Member of the Maryland House of Delegates from Baltimore City's 3rd district
- In office 1942–1946

Personal details
- Born: 1906 East Baltimore, Maryland, U.S.
- Died: February 1, 1995 (aged 88–89) Towson, Maryland, U.S.
- Party: Democratic
- Spouse: Marie M.
- Education: Peabody Conservatory of Music
- Alma mater: Baltimore City College

= Thomas F. McNulty =

American politician (1906–1995)

Thomas Francis McNulty (1906 – February 1, 1995) was an American radio broadcasting executive, author, and politician. He was the owner of Belvedere Broadcasting Corporation from the 1950s to 1987 and served as president in the 1960s. He served as a member of the Maryland House of Delegates, representing the 3rd District of Baltimore, from 1942 to 1946.

==Early life==
McNulty was born in East Baltimore in 1906. He attended parochial schools and was a 1926 graduate at the Baltimore City College. He also attended the Peabody Conservatory of Music.

==Career==
After working as a typesetter, newspaper reporter and bank runner, he became an insurance broker in the late 1920s. In 1953, he founded Charg-It of Baltimore, the first non-store credit card available to Baltimore residents and served as chairman of the board until 1957. In the mid-1950s, he bought Belvedere Broadcasting Corp., the owner of WWIN Radio, selling it in 1987 when he retired. He was president of the Belvedere Broadcasting Company (WWIN-FM Baltimore) in the 1960s.
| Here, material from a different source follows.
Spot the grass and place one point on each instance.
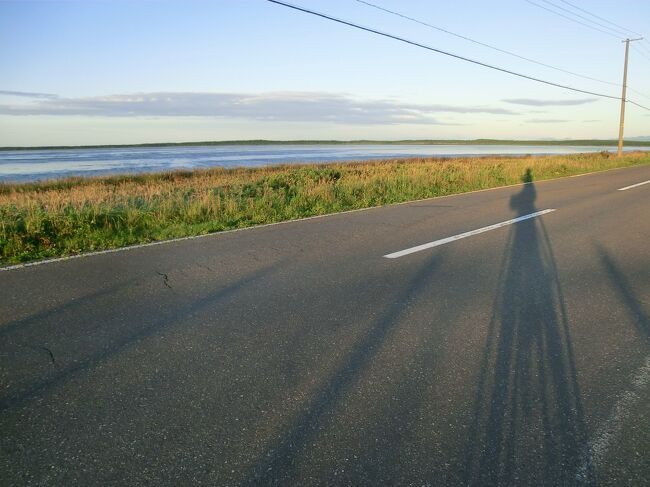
(70, 216)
In 1949, the McNultys and parents of eight other intellectually disabled children founded the Maryland Society for Mentally Retarded Children, today known as The Arc Baltimore. In the 1950s, the McNultys helped establish the St. Francis School for Special Education, which was previously located on Maryland Avenue in Baltimore. Their experiences led the McNultys to write a booklet titled "Happily Raising a Retarded Child" to help parents in similar circumstances.

He was a member of numerous organizations, including the Hibernian Society, the Friendly Sons of St. Patrick, the Baltimore Country Club and Boumi Temple.
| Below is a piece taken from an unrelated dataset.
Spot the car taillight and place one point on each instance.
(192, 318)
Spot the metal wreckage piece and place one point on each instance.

McNulty was a Democratic member of the Maryland House of Delegates representing its Baltimore City 3rd District from 1942 to 1946.

==Death==
The McNultys owned a winter home in Fort Lauderdale, Florida. McNulty died from cancer at the Blakehurst Life Care Community (now known as Blakehurst Senior Living) in Towson, Maryland, on February 1, 1995.